Il faut dès lors considérer que « la nature ne fait rien d’inutile ». Si alors, pour ne prendre qu’un exemple, les poissons n’ont pas de paupières, ce n’est pas par hasard, encore moins par erreur ou oubli, mais uniquement parce qu’elles ne leur serviraient à rien. Ces parties sont destinées à protéger les yeux contre les impuretés suspendues dans l’air. Or l’eau présente moins de risques pour la vue. Aussi les paupières sont inutiles aux poissons. C’est pourquoi ils en sont dépourvus [5]. Par conséquent, chaque partie du corps, chaque organe, est constitué en vue d’une fin.
Plus encore, de ce principe général, il suit que la nature non seulement ne fait rien d’inutile, mais aussi qu’elle agit toujours pour le mieux.
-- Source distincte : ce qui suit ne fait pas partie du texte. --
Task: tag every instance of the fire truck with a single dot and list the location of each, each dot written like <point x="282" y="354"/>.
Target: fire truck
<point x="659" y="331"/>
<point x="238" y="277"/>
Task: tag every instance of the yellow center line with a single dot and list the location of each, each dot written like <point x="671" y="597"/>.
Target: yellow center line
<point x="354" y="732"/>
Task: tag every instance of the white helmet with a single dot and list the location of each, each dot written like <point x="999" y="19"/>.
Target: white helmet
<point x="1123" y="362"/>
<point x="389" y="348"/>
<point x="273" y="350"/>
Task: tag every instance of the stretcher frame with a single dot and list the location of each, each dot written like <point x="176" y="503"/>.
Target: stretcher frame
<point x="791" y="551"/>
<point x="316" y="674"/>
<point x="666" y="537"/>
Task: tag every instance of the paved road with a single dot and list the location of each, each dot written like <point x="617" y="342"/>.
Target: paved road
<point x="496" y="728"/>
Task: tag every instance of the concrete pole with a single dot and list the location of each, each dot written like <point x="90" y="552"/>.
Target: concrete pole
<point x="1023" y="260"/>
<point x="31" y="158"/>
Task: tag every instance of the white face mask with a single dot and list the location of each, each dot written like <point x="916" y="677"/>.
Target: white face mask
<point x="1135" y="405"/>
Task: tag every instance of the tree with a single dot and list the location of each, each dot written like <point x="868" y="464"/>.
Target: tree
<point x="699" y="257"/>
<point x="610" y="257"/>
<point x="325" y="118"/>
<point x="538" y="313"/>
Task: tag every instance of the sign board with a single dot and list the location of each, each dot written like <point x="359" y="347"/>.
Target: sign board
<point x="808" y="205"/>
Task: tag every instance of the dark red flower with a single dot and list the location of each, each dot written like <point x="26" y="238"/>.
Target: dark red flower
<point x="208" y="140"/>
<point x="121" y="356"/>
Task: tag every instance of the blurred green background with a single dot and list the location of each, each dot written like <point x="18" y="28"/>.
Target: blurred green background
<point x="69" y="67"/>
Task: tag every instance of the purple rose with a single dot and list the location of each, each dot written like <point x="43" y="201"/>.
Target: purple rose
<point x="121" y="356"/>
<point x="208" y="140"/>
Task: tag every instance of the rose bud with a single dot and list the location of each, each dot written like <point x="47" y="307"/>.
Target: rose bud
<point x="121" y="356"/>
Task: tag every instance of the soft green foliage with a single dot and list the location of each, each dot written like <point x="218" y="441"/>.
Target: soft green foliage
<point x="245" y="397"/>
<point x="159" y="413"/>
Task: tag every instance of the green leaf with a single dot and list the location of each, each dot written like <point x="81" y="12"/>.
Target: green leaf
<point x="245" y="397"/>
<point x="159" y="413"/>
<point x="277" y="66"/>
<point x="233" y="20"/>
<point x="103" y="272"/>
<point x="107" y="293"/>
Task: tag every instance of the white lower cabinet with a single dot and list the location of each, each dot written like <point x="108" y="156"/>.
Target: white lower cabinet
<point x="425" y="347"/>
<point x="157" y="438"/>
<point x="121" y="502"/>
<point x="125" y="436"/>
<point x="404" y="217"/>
Pour Aristote, parmi les possibles, la nature ne manque jamais de réaliser le meilleur. En attestent notamment les différents types de systèmes pileux. Chez l’homme, les poils sont sur le devant du corps, car c’est là que se trouvent les parties les plus précieuses et les plus vulnérables. Aussi la nature veille-t-elle de la sorte à les protéger. Il en va autrement pour les quadrupèdes chez lesquels ces parties sont situées en dessous du corps, donc plus à l’abri. Ainsi les poils sont plus épais sur le dos et moins abondants sur le ventre [6]. La conformation générale des animaux est à ce propos plus qu’édifiante, montrant que « la nature participe non seulement à la vie, mais encore au bien-être [7] » : pour la plupart d’entre eux, les parties du corps sont symétriques relativement à un plan qui le coupe par le milieu. De là, presque tous les organes sont doubles : membres, reins, poumons, ainsi que ceux des sens, oreilles et yeux. Et si la nature tend à réaliser cette symétrie dans toutes les parties du corps et chez tous les animaux, c’est justement parce qu’elle est facteur de beauté et surtout d’équilibre. Notion qui nous met alors sur la voie d’un premier enjeu fondamental de l’œuvre raisonnée de la nature. Car, d’après Aristote, ne rien faire en vain, cela signifie, pour la nature, procéder à une répartition en tout point équilibrée de la matière dont elle dispose.

Une juste ordonnance, c’est donc d’abord une loi d’équilibre. Partant du principe que « toute chose a besoin d’un contrepoids pour atteindre l’équilibre et le juste milieu [8] », Aristote constate que, ne faisant rien en vain, « toujours, en effet, la nature s’ingénie à remédier à l’excès d’une chose en lui juxtaposant son contraire, afin que l’un compense l’excès de l’autre [9] ». Cette notion d’équilibre est un élément si essentiel pour le philosophe que c’est à elle, précisément, qu’il fait appel pour appréhender la morphologie des êtres vivants.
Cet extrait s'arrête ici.